Ad viewability is now table stakes, but audibility measurement is still in its very earliest stages.

It’s been two years since the Media Rating Council released its standard for digital audio measurement – defined as two continuous seconds of play in a fraud-free environment and with the volume on – and there still aren’t any offerings on the market for measuring audible impressions.

Pandora is looking to change that.

On Monday, after a monthlong closed beta test in September of the MRC’s audibility standard with a small handful of advertisers, including Kimberly-Clark, Pandora moved into the next phase of testing with an expanded beta involving more advertisers across 50 campaigns.

Pandora is partnering with Oracle Data Cloud’s Moat on the tests.

The plan, said Claire Fanning, VP of ad innovation strategy at Pandora, is for the music service to be able to fully support the MRC’s audibility standard by 2021.

“Today, at least technically, there is no way to do audibility tracking,” Fanning said. “And that is the first thing we need to accomplish: to have parity with a viewability standard and allow advertisers to track the audible impressions in their buy against the standard.”

Pandora also hopes to gather information about audibility trends on its platform, including whether its average audibility is higher than the two-second baseline set by the MRC.

“We want to see exactly what advertisers value,” Fanning said. “And we’re trying to get ahead of the curve because, historically, audio tends to lag and the space has a ton of catch up to do compared with our visual counterparts.”

Audio should be held to the same standards of accountability and transparency as other formats, she said, with the same rigor applied that’s expected elsewhere, especially in light of device ubiquity and the growing availability of audio content, including podcasts.
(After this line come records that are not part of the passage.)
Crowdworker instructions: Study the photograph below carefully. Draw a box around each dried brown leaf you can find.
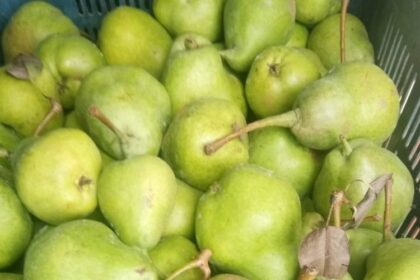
[350,174,392,228]
[298,226,350,279]
[6,54,42,80]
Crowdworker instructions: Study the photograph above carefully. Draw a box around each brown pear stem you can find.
[383,178,394,242]
[341,214,382,223]
[204,110,299,155]
[184,37,199,50]
[340,0,350,63]
[88,105,127,158]
[298,266,319,280]
[34,99,62,136]
[325,191,349,227]
[333,191,349,228]
[166,249,212,280]
[339,135,352,156]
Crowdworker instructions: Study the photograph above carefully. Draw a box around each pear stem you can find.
[383,177,394,242]
[341,214,382,223]
[204,110,299,155]
[333,191,348,228]
[340,135,352,156]
[298,266,319,280]
[34,98,62,136]
[184,37,199,50]
[88,105,127,158]
[340,0,350,63]
[166,249,212,280]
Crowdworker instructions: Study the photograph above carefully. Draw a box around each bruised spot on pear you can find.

“Advertisers are starting to ask the same questions of audio as they ask about other digital environments,” Fanning said.

But, as with viewability, audibility is only a starting point. It doesn’t say anything about effectiveness, for example, or the optimal duration to drive favorability or a downstream action.

Just because an ad had the opportunity to be heard doesn’t mean that it was compelling or achieved the advertiser’s KPI.

These are among the open questions Pandora plans to tackle as it continues its audibility research into next year.

But Pandora has already done a little digging into the viability of the MRC’s two-second standard. In 2018, after the standard was finalized, Pandora worked with a professor of neuroscience at UC San Francisco to determine whether two seconds was enough time for listeners to actually register the content they were hearing. Pandora discovered that even just saying a brand’s name (a fictitious brand for the purposes of this test) over the course of two seconds is enough to generate basic recall.

The new expanded beta will get Pandora closer to applying audibility in the wild.

“The idea is to not only uphold the MRC’s two-second standard, but to also think about what other standards we should be setting, like ad length, and are these things that advertisers can transact on?” Fanning said. “We don’t know what the right answers are going to be yet, but we have a lot of hypotheses.”